Aufgrund Xu Xiaoyas herausragender Darbietung traten viele Tänzerinnen zurück. Plötzlich tauchten bekannte Gesichter um Zhao Qiang auf – allesamt ehemalige Testpersonen für seinen Schlankheitstee. Sie hatten ihm einst ihre nackten Oberkörper gezeigt und erkannten ihn nun. Alle versuchten, ihn zu begrüßen. Jeder hatte in den letzten zwei Tagen die Wirkung des Tees selbst erfahren und da jeder Freunde oder Bekannte hatte, wollten sie Zhao Qiang um ein paar Teeblätter bitten. Zhao Qiang begriff, dass dies keine gute Idee war, und flüchtete schnell unter einem Vorwand auf die Toilette. Sollten sie etwas Peinliches ausplaudern, würde das Ärger geben. Mit seinen Klassenkameraden konnte er problemlos reden, und es war ihm egal, sein Gesicht zu verlieren, aber Xu Xiaoya wäre mit Sicherheit sehr wütend.

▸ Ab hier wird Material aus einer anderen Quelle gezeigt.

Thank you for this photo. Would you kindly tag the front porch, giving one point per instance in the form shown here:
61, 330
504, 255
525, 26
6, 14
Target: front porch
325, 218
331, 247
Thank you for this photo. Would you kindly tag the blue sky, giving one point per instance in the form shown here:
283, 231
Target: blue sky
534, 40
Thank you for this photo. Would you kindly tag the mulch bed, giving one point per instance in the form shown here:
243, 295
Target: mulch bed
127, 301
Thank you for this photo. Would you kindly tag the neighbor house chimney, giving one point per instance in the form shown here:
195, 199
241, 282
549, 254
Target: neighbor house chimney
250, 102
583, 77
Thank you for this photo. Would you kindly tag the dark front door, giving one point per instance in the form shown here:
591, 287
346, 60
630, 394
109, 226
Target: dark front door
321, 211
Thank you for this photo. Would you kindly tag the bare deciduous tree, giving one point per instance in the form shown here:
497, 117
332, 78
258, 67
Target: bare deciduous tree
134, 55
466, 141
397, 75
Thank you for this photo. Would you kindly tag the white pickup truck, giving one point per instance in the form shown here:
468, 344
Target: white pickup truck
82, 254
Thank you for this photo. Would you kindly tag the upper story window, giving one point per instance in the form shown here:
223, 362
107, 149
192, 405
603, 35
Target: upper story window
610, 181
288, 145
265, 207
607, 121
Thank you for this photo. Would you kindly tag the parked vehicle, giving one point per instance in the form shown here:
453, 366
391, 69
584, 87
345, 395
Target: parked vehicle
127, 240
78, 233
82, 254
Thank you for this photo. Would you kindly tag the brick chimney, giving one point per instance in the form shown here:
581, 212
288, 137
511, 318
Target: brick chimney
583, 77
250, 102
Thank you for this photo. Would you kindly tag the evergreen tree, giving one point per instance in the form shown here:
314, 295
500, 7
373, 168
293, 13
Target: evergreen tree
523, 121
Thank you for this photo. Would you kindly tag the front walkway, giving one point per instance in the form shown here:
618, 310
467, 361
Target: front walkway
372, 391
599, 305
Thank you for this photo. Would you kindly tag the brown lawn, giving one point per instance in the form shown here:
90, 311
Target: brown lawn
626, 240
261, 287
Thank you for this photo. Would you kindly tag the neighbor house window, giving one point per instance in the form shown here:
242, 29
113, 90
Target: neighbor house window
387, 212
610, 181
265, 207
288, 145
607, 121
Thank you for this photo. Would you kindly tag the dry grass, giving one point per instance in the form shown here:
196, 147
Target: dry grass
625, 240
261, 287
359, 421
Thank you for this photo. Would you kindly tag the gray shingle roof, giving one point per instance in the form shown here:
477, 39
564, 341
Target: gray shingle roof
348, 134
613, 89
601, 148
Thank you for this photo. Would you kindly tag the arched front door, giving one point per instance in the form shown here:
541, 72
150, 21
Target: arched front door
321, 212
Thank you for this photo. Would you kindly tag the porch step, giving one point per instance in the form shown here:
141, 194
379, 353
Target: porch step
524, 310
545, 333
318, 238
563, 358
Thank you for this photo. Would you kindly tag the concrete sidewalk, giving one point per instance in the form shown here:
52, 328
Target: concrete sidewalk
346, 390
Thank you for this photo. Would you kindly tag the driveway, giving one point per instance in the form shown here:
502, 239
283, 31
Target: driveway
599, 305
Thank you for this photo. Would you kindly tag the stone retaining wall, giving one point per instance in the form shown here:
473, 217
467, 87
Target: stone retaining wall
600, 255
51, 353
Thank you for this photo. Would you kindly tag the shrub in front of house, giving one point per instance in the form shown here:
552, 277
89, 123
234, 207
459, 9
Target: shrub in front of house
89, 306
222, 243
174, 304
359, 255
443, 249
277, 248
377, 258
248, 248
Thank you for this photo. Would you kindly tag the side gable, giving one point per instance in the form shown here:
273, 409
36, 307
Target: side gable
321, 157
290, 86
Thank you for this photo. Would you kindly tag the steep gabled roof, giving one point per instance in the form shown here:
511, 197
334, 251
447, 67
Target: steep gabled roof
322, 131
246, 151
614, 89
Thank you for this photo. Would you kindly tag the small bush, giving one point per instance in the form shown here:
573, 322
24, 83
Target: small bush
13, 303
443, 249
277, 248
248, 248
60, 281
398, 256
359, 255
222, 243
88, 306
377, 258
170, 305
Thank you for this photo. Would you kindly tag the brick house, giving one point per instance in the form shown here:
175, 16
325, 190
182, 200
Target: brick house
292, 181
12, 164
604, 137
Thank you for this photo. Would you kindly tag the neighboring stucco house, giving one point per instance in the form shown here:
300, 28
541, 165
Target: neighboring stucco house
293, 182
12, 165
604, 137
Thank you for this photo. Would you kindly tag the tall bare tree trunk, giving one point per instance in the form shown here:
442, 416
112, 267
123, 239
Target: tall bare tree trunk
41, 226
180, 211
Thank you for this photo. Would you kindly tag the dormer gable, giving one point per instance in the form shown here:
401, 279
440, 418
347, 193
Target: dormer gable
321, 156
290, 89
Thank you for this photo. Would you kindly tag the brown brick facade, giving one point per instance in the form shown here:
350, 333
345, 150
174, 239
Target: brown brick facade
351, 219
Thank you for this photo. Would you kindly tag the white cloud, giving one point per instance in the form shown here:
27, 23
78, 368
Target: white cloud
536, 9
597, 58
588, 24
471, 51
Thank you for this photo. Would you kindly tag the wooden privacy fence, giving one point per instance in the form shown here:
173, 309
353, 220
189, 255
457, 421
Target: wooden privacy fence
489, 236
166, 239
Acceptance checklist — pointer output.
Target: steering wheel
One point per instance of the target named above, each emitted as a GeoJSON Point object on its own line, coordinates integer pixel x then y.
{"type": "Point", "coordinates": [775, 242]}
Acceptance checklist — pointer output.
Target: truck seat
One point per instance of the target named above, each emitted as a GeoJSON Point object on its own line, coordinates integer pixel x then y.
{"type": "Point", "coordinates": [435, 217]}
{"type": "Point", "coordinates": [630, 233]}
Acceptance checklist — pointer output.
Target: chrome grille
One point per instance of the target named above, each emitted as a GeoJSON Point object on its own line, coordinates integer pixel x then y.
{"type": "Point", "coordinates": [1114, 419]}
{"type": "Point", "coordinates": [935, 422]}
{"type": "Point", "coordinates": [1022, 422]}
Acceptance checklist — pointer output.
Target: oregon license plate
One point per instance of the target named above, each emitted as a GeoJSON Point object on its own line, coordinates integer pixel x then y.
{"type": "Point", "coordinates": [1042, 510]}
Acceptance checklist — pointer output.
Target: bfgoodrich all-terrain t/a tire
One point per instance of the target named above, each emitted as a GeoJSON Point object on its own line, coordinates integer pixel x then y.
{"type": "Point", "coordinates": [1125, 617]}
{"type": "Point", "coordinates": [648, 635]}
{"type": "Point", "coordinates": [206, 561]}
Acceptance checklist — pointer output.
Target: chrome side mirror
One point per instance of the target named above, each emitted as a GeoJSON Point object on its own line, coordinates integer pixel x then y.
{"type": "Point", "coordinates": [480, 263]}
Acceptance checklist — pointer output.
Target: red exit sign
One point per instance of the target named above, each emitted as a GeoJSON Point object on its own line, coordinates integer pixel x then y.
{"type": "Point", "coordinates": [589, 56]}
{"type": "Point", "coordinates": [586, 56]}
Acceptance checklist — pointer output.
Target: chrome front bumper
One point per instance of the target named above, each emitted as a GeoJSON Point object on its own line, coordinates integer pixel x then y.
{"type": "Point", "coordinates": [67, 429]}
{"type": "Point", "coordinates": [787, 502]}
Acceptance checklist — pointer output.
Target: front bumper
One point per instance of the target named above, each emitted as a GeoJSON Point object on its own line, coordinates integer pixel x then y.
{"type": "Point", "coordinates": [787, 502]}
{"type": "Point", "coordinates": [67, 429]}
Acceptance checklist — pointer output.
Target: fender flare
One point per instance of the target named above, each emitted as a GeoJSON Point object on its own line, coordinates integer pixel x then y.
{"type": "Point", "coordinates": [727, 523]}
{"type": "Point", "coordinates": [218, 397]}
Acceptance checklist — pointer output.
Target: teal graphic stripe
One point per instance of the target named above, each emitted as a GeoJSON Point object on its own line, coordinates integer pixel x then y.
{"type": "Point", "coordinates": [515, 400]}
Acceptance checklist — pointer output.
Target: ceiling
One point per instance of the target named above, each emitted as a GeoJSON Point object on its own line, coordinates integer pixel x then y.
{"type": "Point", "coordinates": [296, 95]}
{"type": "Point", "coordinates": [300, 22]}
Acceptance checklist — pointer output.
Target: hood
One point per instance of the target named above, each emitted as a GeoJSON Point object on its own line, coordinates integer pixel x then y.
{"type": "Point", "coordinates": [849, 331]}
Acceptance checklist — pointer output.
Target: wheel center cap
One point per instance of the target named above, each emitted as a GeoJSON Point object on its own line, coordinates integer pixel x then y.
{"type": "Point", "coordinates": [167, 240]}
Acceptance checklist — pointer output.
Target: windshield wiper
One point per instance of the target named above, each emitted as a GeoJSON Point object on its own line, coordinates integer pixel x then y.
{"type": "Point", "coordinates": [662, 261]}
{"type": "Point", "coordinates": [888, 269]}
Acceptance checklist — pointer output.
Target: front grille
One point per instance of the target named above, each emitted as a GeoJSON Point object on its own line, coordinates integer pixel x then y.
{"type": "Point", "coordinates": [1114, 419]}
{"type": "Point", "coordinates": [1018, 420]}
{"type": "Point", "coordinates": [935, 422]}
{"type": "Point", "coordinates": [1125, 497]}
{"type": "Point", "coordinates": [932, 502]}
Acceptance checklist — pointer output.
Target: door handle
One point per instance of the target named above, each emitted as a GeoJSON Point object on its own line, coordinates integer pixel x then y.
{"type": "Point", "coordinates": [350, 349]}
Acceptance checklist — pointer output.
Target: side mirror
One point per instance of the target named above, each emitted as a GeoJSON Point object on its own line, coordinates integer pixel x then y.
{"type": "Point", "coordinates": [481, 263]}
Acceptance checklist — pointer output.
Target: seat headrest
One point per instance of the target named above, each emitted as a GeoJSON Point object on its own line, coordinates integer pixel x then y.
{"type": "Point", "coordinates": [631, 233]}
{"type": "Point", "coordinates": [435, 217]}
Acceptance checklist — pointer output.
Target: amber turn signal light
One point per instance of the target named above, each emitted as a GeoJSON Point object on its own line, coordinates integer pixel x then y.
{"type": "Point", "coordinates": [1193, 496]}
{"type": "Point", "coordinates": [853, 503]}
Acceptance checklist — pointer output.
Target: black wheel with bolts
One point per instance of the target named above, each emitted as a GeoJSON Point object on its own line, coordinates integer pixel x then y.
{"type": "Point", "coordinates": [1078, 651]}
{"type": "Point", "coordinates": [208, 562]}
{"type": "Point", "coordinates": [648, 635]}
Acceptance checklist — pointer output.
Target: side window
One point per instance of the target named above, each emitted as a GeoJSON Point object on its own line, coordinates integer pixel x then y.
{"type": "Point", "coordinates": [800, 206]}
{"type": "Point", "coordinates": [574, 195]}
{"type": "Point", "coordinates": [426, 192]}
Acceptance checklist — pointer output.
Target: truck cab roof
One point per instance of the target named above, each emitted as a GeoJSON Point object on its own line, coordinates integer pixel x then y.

In diesem Moment wiegte Xu Xiaoya benommen ihr Haar, ihr Blick war leer und ihr Körper wirkte kraftlos. Ihre männlichen Kommilitonen um sie herum waren fassungslos. So sexy hatten sie Xu Xiaoya in fast vier Jahren Schule noch nie gesehen. Der Anblick, den sie vor ihrer Trennung noch einmal genießen konnten, hatte ihre Uni-Reise auf jeden Fall gelohnt.
Ohne den Alkohol und die Atmosphäre des Abschiedsessens, die zu diesen letzten verrückten Gedanken führte, wären Xu Xiao und Ya niemals an diesen Ort gekommen, geschweige denn hätten sie ein solches Spektakel veranstaltet. Ihr wallendes Haar schwang hin und her, und als die Spitzen die Gesichter der Männer neben ihr streiften, schlossen einige von ihnen zufrieden die Augen und gaben sich wohl noch erotischeren Fantasien hin.
"Kleine Schwester, wie wär's mit einer verrückten Nacht mit deinem großen Bruder?", rief ein junger Mann in Sportkleidung Xu Xiaoya ins Ohr und wackelte dabei mit den Hüften.
Xu Xiaoya war leicht verärgert, dass ihr mitreißender Tanz unterbrochen worden war. Sie warf dem Störenfried einen Blick zu und trat beiseite. Dann sah sie zu Zhao Qiangs Platz. War er weg? Wollte dieser Dummkopf Zhao ihr etwa nicht beim Tanzen zusehen? Xu Xiaoya wurde sofort klar, wie langweilig das war. Sie beendete ihren sexy Tanz und verließ die Tanzfläche. Ohne Publikum machte Tanzen einfach keinen Spaß.